On Tuesday the Texas Supreme Court granted an emergency stay of further proceedings while it considers the defendants’ petition for writ of mandamus in a case arising from a multi-vehicle accident involving a commercial vehicle.
In re Sunoco Retail, LLC, Sunoco, LLC, Sunoco Energy Services LLC, Gopetro Transport LLC, and Derrick Ray Lewis(No. 23-0633) challenges a trial court order consolidating separate actions arising from the same collision, which occurred on I-20 in Smith County. In the first action, plaintiffs Jath and Heather McKuhen sued Sunoco Retail and Derrick Ray Lewis, as well as Design Transportation Services, Inc. and Sherri Gay Kapps in Dallas County district court. Plaintiffs asserted negligence and gross negligence claims against Lewis and Capps, the drivers of two semi-tractor trailers involved in the accident, and their employers. The McKuhens later settled their claims against Design Transportation and Kapps, leaving Sunoco and Lewis in the case. According to Sunoco’s petition, the McKuhen case is prepared for trial and “has been since before the request for consolidation was even made.
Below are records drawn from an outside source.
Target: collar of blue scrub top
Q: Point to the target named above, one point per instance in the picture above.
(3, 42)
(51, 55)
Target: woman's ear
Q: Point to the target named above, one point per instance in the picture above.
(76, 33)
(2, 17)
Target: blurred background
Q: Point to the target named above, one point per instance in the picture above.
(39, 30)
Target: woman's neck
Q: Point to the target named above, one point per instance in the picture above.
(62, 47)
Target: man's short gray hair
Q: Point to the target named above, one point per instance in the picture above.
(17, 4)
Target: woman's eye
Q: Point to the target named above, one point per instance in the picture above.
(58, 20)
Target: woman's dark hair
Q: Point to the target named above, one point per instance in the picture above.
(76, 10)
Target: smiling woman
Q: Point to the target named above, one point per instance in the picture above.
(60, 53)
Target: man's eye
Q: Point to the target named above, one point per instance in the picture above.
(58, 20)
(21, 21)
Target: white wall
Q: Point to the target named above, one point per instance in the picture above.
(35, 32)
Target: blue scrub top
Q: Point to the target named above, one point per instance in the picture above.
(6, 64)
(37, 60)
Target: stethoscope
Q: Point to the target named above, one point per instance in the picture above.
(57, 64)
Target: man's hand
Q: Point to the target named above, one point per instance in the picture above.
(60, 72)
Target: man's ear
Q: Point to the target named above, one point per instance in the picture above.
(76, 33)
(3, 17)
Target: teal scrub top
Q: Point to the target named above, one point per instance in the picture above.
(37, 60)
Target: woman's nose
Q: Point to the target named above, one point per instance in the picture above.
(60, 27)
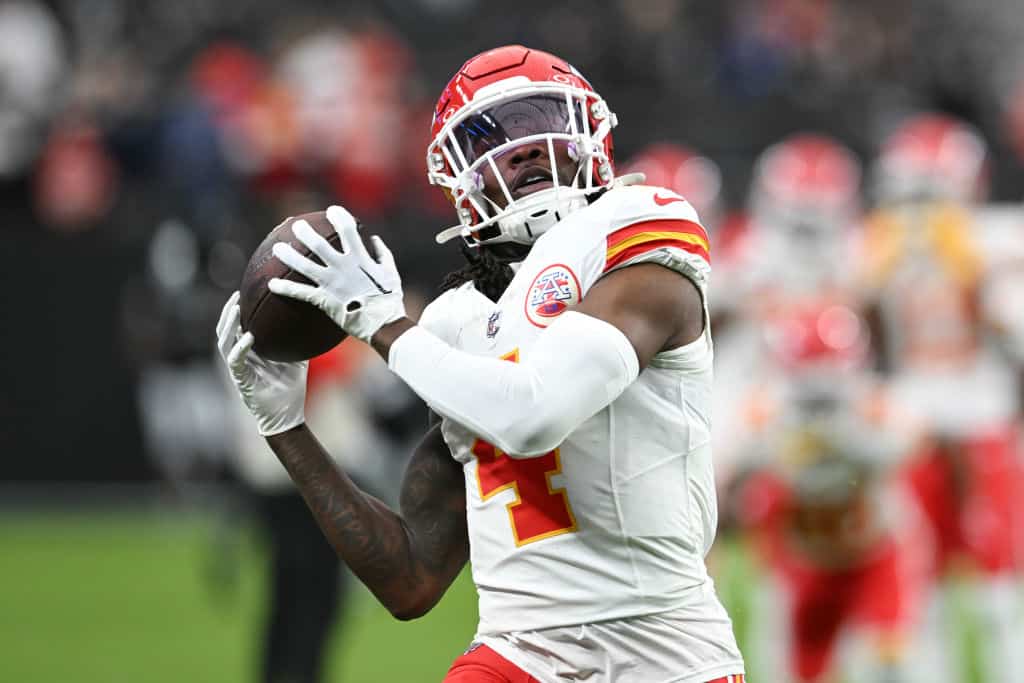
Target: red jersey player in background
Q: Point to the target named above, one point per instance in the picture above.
(572, 375)
(821, 497)
(927, 278)
(797, 245)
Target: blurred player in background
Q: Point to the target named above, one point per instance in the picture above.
(926, 275)
(829, 515)
(797, 246)
(685, 172)
(570, 364)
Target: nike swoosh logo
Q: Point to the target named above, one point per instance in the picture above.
(666, 201)
(374, 281)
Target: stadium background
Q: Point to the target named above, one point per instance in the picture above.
(146, 146)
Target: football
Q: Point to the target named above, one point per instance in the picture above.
(286, 330)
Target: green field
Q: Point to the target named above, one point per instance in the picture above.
(104, 598)
(120, 598)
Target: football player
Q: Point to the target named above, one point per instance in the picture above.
(571, 374)
(926, 274)
(822, 497)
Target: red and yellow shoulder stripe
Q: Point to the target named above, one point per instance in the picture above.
(634, 240)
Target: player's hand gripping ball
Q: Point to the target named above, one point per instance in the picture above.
(286, 329)
(358, 290)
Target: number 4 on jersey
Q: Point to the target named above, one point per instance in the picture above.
(539, 510)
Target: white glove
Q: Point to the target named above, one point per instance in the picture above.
(359, 293)
(273, 392)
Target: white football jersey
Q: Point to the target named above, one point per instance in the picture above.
(614, 522)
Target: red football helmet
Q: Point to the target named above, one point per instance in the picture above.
(932, 157)
(497, 102)
(817, 337)
(683, 171)
(806, 181)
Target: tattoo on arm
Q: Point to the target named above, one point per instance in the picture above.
(408, 560)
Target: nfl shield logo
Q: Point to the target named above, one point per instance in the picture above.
(494, 324)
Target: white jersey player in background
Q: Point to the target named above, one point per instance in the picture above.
(576, 401)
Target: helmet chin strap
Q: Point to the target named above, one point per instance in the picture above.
(530, 222)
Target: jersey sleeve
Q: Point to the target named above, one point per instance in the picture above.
(656, 225)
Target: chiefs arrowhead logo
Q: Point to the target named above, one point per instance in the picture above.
(554, 290)
(666, 201)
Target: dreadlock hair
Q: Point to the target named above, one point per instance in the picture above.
(489, 275)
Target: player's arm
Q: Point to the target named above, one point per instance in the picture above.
(408, 559)
(580, 364)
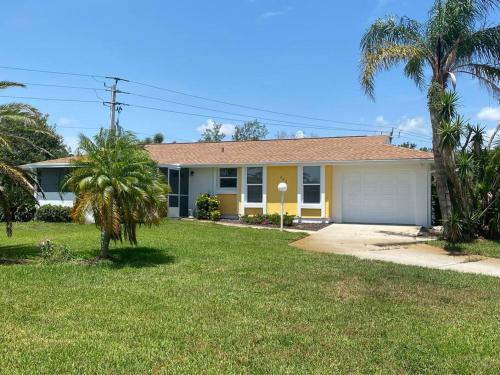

In the second action, plaintiff Swanda Deann King sued the same parties in Harrison County district court. To obtain venue in Harrison County, King sued a Harrison County resident whose stationary vehicle was allegedly rear-ended by Lewis’s truck. That resident filed a motion for summary judgment, which stewed in Harrison County for several months before the parties agreed to transfer venue to Dallas County, the county of proper venue to begin with. Following the transfer, King dismissed her claims against the Harrison County resident with prejudice. Although a local rule required it, the King plaintiffs never identified the McKuhens’ action as a related case. In the event, the trial court to which the King case had been transferred (the 44th as opposed to the 68th, where the McKuhens’ case sat ready for trial) set the case for trial by agreement of the parties. Shortly thereafter, after the parties appeared ready for trial in McKuhen, plaintiffs’ counsel informed defense counsel that it would seek to consolidate actions, which subsequently occurred by motion in the 68th. The trial court granted the motion to transfer the King case and consolidate it with the McKuhen action.
Defendants unsuccessfully objected that the transfer and consolidation would be both inefficient and prejudicial. Their petition for writ of mandamus fell on deaf ears at the Dallas Court of Appeals. In their petition to SCOTX, defendants reassert their arguments that the trial court abused its discretion by consolidating the cases based on convenience without a determination of whether “the convenience factors are substantially outweighed by the risk of an unfair outcome because of prejudice or confusion” (citations omitted). Defendants contend that trying the cases together will confuse the jury with “multiplicative” evidence of damages allegedly sustained by each plaintiff, in effect “overwhelming” the jury with evidence and making it impossible for the jury to sort out how it applied to each plaintiff individually. In this case, one of the McKuhen plaintiffs alleged a traumatic brain injury that has already involved seven expert depositions. Other plaintiffs, however, allege different injuries, but if the jury hears all of the evidence together, plaintiff’s argue, “[e]ach Plaintiff will therefore be able to ‘bootstrap’ himself into a larger verdict by ‘overwhelm[ing the] jury with evidence,’ thereby prejudicing Defendants” (citations omitted). Defendants further point out that the Design Defendants, who were dismissed from the McKuhen case, are still in the King case, which adds new plaintiffs and defendants to the consolidated trial (remember, the McKuhen case already had an imminent trial setting when the consolidation circus began).
As to the inefficiency issue, defendants assert that while the McKuhen case is ready to go, virtually no discovery has occurred in the King case and neither side has even disclosed experts. Consolidation has thus not only forced postponement of the McKuhen trial but it has probably sped up the King timeline as well, “all in order to subject the Sunoco Defendants to a trial in which a string of plaintiffs can parade individualized personal-injury evidence in an effort to soak Defendants for additional damages they would never be able to recover in separate trials.”
Does this case present another example of reptile theory in action? Probably so, since damages appear to be the central issue in both cases, so plaintiffs have every incentive to consolidate them and pour it on. We’ll see what the Court does, but it we are happy to see that it got their attention.